The characteristics of the three subjects with homozygous pyruvate kinase deficiency who presented with nonspherocytic hemolytic anemia are shown in Table 1. To confirm the diagnosis, we derived genomic DNA from the subjects with pyruvate kinase deficiency and from their asymptomatic relatives and sequenced all exons and intron–exon junctions of PKLR. We identified a homozygous G-to-A mutation at position 1269 at the 3' end of exon 9 in two related case subjects (Subjects 1 and 2), which has been previously described as a loss-of-function mutation. It is predicted to cause missplicing of PKLR, resulting in a shortened half-life of the messenger RNA transcript.^10,11 Subject 3 was found to be homozygous for a single-base deletion at nucleotide position 823 in exon 7 of PKLR, leading to a frameshift and premature termination of the open-reading frame. The highly deleterious nature of this latter mutation may be responsible for the severe pyruvate kinase deficiency in Subject 3, who was transfusion-dependent. We also identified asymptomatic relatives of Subjects 1 and 2 who were heterozygous for the G-to-A mutation at position 1269 (Table 1). These relatives are designated as Subjects 4 and 5.

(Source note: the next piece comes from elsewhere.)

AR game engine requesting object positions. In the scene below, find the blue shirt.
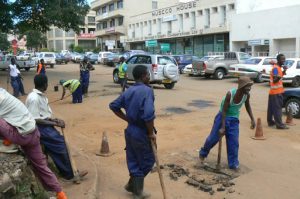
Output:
[109,83,155,127]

View this table: [in this window] [in a new window]   Table 1. Characteristics of Case Subjects with PKLR Mutations.

 
Erythrocytes from each of the subjects with a homozygous mutation (Subjects 1, 2, and 3) were infected in vitro (within 24 hours after collection) with two different P. falciparum isolates, 3D7 and ITG; 3D7 is sensitive to chloroquine, and ITG is resistant to chloroquine. We initially examined whether P. falciparum parasites invaded and matured as efficiently in erythrocytes from case subjects as in those from control (AA) subjects. The results of multiple invasion and maturation assays with erythrocytes from each subject with a homozygous mutation in PKLR showed a reduction in the invasion of erythrocytes by P. falciparum parasites during three consecutive growth cycles, as compared with the invasion of erythrocytes from control subjects (P=0.01, P<0.001, and P<0.001 for the first, second, and third cycles, respectively) (Figure 1A and 1B). Invasion assays that used erythrocytes from subjects carrying heterozygous mutations in PKLR (Subjects 4 and 5) did not reveal a significant defect in invasion (Figure 1C). For both homozygotes and heterozygotes, no significant differences were observed in intracellular maturation (from the ring stage to the trophozoite stage) between erythrocytes from case subjects and those from control subjects (Figure 1A and 1C). These results showed a reduced level of invasion of P. falciparum in erythrocytes from subjects with homozygous mutations. They also indicated that potential biochemical differences in the intracellular milieu, including the accumulation of glycolytic metabolic intermediates, did not cause a difference in parasite growth in erythrocytes between homozygotes and heterozygotes.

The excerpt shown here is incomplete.